Regia di Ameer Fakher Eldin vedi scheda film
Il depresso Munir, ormai indifferente a qualsiasi stimolo lo circondi, si reca in un’isola dove potersi suicidare in santa pace, tormentato dalla fiaba che le raccontava in passato la madre ormai affetta da Alzheimer. Sull’isola incappa in una realtà provinciale vagamente razzista che potrebbe incoraggiarlo nelle sue intenzioni più nere, ma il rapporto sempre più affettuoso con l’albergatrice Valeska (Hanna Schygulla) potrebbe invece portarlo a rivalutare la vita. La trama sta in una manciata di parole, e non arriva a svilupparsi nemmeno quando si parla del rapporto fra Munir e il figlio di Valaska, Ali, forse un’amicizia o forse un’attrazione. Tutto il resto (124 minuti di durata) è la contemplazione di un luogo, che guarda di riflesso Munir (lo fissano pure le mucche e le pecore) prima come apparente gesto giudicante e discriminatorio, poi come abbraccio accogliente nonostante le asperità della natura.

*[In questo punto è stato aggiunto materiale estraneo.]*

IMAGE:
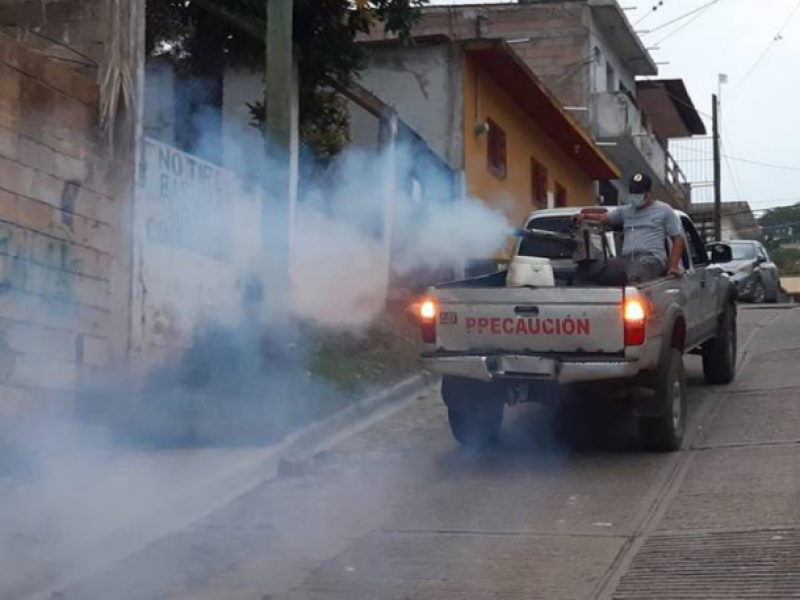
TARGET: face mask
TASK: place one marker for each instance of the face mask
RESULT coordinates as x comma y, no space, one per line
636,200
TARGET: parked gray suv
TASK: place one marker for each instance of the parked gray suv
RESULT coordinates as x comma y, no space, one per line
752,270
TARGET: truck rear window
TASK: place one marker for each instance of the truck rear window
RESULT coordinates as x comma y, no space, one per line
553,249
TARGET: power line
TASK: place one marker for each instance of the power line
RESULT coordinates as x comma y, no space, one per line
734,177
90,61
685,25
692,12
741,160
650,12
778,37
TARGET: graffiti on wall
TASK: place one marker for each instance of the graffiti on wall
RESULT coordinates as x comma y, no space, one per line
36,263
189,265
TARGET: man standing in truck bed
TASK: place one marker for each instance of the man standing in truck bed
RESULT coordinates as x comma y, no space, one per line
647,225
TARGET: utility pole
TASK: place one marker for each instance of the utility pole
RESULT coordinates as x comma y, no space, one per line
282,148
717,173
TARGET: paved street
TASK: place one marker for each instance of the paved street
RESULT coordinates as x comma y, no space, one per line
397,511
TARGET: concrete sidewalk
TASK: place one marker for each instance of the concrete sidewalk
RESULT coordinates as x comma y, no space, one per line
87,503
731,525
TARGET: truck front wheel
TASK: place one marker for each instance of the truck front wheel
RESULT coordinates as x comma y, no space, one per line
719,354
664,433
474,409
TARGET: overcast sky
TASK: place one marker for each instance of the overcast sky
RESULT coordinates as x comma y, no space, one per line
761,112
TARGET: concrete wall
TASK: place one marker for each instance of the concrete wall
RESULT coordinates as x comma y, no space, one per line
58,232
551,38
603,57
525,140
424,85
81,27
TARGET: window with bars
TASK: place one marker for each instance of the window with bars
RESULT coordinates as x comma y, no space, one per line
561,196
497,150
538,184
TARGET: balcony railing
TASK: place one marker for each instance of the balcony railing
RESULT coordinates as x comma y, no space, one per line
617,118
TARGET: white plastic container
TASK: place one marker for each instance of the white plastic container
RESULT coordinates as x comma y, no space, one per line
530,271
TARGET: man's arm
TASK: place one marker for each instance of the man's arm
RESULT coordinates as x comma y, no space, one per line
675,257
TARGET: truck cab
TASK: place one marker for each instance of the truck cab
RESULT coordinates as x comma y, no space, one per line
497,344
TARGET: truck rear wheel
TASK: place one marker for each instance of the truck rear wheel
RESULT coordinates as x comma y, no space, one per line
474,410
719,354
664,433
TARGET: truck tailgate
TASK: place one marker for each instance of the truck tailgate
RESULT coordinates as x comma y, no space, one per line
543,320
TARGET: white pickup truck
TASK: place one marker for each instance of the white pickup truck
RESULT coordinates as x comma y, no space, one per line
497,345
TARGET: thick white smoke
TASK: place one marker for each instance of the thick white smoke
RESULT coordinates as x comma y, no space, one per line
342,262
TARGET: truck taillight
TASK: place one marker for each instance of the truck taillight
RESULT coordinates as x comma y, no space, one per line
428,312
635,316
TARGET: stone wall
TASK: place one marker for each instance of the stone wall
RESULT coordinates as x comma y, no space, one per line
58,231
71,32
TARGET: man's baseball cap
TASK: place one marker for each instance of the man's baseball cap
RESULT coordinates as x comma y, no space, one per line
640,184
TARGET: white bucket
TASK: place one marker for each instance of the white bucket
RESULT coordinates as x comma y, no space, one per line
530,271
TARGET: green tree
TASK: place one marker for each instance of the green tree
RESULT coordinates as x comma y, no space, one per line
325,36
781,226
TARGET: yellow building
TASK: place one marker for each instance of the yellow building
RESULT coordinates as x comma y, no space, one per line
522,151
480,107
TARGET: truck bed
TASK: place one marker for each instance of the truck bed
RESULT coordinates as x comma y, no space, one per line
482,315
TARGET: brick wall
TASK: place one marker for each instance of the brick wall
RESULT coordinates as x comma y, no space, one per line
57,231
556,45
71,32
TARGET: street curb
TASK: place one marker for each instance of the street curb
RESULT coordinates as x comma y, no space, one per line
308,442
199,501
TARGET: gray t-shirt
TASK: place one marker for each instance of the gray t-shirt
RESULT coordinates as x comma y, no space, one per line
646,229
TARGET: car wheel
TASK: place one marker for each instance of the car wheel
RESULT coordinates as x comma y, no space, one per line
664,433
474,410
719,354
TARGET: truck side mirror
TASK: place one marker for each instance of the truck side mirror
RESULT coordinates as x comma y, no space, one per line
720,253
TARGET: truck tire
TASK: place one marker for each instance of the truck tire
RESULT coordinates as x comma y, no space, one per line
665,432
474,410
719,354
759,292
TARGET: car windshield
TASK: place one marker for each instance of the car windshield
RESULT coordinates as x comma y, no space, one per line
743,251
554,249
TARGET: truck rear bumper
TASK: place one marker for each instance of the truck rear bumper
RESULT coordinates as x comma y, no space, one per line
532,368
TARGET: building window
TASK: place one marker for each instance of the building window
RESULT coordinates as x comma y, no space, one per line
561,196
538,184
611,78
497,150
598,70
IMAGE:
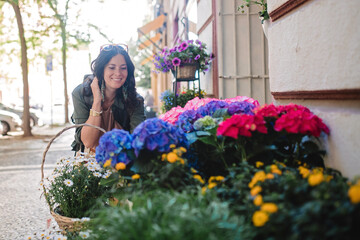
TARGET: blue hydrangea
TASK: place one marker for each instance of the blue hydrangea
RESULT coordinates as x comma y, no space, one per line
205,123
114,145
157,135
241,107
187,119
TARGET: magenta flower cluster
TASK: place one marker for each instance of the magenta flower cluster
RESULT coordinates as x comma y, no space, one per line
189,51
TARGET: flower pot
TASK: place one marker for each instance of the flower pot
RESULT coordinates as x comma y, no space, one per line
185,71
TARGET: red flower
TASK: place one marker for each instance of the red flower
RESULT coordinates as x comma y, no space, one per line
293,107
242,125
267,110
301,121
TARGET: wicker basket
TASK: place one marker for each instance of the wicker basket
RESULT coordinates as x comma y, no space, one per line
65,223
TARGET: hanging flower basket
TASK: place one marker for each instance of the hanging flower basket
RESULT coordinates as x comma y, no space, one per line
185,71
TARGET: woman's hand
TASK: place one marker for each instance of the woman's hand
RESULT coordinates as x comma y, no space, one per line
96,90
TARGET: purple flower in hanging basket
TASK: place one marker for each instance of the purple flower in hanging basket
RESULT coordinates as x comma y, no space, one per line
176,62
156,135
115,145
184,46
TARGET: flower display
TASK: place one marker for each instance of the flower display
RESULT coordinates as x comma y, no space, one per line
245,106
157,135
242,125
189,51
262,164
167,98
74,186
115,145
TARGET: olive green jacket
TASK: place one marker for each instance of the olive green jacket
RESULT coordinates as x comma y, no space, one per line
83,104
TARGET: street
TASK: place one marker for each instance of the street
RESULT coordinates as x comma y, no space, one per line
22,211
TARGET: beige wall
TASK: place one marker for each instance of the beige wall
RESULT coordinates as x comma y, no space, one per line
316,47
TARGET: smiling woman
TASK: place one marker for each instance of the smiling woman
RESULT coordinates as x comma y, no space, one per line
107,98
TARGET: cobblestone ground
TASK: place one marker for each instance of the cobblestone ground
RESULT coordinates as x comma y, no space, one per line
22,211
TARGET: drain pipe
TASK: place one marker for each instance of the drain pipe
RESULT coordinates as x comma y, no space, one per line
219,53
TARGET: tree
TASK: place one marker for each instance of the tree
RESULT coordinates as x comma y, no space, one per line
24,67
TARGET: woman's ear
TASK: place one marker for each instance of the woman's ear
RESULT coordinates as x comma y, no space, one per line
102,89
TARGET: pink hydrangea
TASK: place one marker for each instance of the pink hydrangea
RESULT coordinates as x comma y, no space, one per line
197,102
242,98
301,121
172,115
242,125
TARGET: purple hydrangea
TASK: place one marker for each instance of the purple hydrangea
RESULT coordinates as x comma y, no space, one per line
241,107
114,145
176,61
187,119
155,134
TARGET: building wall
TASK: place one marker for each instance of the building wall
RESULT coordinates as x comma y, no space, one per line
241,52
314,58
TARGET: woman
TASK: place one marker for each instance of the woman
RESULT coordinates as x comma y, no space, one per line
107,98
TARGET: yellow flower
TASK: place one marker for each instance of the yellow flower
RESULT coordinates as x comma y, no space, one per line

Infatti l’isola è in effetti un atollo, e le case sorgono su cumuli di terra per riuscire a restare in superficie anche con l’alta marea.
La svolta è quando l’assedio delle acque smette di corrispondere al cappio metaforico che stringe il collo e la vita di Munir, ma diventa la generazione spontanea dei confini di una tana temporanea, dove Munir può rifugiarsi. Tedioso ed entusiastico nelle sue amene citazioni allo slow cinema - soprattutto Béla Tarr - Yunan è tutto quello che sembra a una prima occhiata, un trattato di tristezza patinata in cui la posa vale più dello spirito.